É a presença de Jesus que configura a Fraternidade com a verdadeira casa de Nazaré. Essa experiência eucarística que ele teve foi a base de toda a sua vida de oração, a qual se realiza nessa Presença tão amada. Continha, então, um germe de uma vida eucarística completa.

“Querendo fazer de toda sua vida uma imitação da vida de Jesus, ele a orienta definitivamente numa perspectiva nitidamente contemplativa e cristocêntrica. Tudo na sua vida é para Jesus. Estejamos vigilantes também, para que nossa vida seja nitidamente, e desde o começo, orientada nesse sentido: é por amor do Cristo, para realizar plenamente uma amizade com Ele, que queremos viver uma vida e oração, de trabalho e de caridade”.

O critério de devotamento aos irmãos é que seja nossa vida um testemunho de vida divina, e não uma luz e perspectiva puramente humanas. A caridade deve ser um verdadeiro transbordamento de amor divino!

Vamos aprender com o Pe. De Foucauld a fazer esse trabalho de desapropriação de nós mesmos, que não se faz senão pela humildade, pela obediência, pela mortificação, pela pobreza, e esse amor pela abjeção da qual falamos.

Oração eucarística na base de uma fé corajosa, esclarecida, na Presença real de Jesus.


SEGUNDO PERÍODO:- Desde a aceitação da perspectiva do sacerdócio até o fim da estada em Beni-Abbés.

Sua evolução espiritual, centrada na realização da 1ª Fraternidade e na fundação da Congregação dos irmãozinhos do Sagrado Coração faz aparecer uma concepção ampliada da Vida de Nazaré. Algumas características novas:


A atividade redentora oculta do Salvador em Nazaré


Devoção ao Sagrado Coração


Salvação das almas


Exercício de uma caridade muito grande para com o próximo. O amor de Deus e do próximo não podem andar um sem o outro.

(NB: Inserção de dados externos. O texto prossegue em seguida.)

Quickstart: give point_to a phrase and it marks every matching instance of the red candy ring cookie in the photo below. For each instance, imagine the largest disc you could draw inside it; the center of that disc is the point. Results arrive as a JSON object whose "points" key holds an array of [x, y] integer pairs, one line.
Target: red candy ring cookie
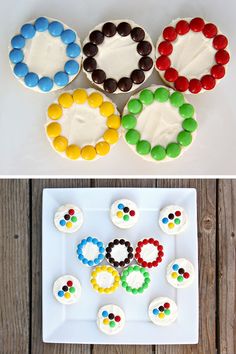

Em Beni-Abbés, rompe sua clausura por motivo desse amor ao próximo, desarranja seus horários, procura deliberadamente o contato com todos os que o rodeiam: negros, árabes e europeus. Inspira-se nos contatos que Jesus deveria ter tido com seus vizinhos e outros habitantes de Nazaré.

Essa descoberta é feita em Beni-Abbés na vida cotidiana. Deixa de ser a simples hospitalidade, do regulamenteo de 1899, para uma verdadeira vida em contato constante. “Beni-Abbés é, portanto, como que um período de transição”.



TERCEIRO PERÍODO:- Os últimos anos de Tamanrasset.


Sem elementos novos, mas “o pleno desenvolvimento de sua caridade e de uma vocação de agora em diante, plenamente possuída”.

“O ajuste definitivo de sua concepção da vida de Nazaré será feito, sem dúvida, mais no concreto dos atos que na enunciação dos princípios”.

Numa carta de maio de 1911, há um esboço de “traduzir essa concepção no plano de uma organização de vida religiosa em comunidade.”

Período rico em aplicações práticas: “Vida deliberadamente engajada na das populações tuaregues, sem separações nem constrangimentos”;

Contatos mais nitidamente procurados fora da Fraternidade, como visitas, saídas, excursões.

Conhecimento aprofundado da língua, folclore e costumes dos habitantes.

“A expressão de sua devoção eucarística passa por uma evolução profunda. Já não encara a perpetuidade da adoração como essencial às suas Fraternidade. Não hesita em deixar a celebração cotidiana da Missa por muitos meses, para ir estabelecer-se no meio do Hoggar, nem de ficar sem conservar a Eucaristia no Tabernáculo por seis anos durante os seis primeiros anos em Tamanrasset, por proibição de seu Prefeito Apostólico, por não haver cristãos na vizinhança.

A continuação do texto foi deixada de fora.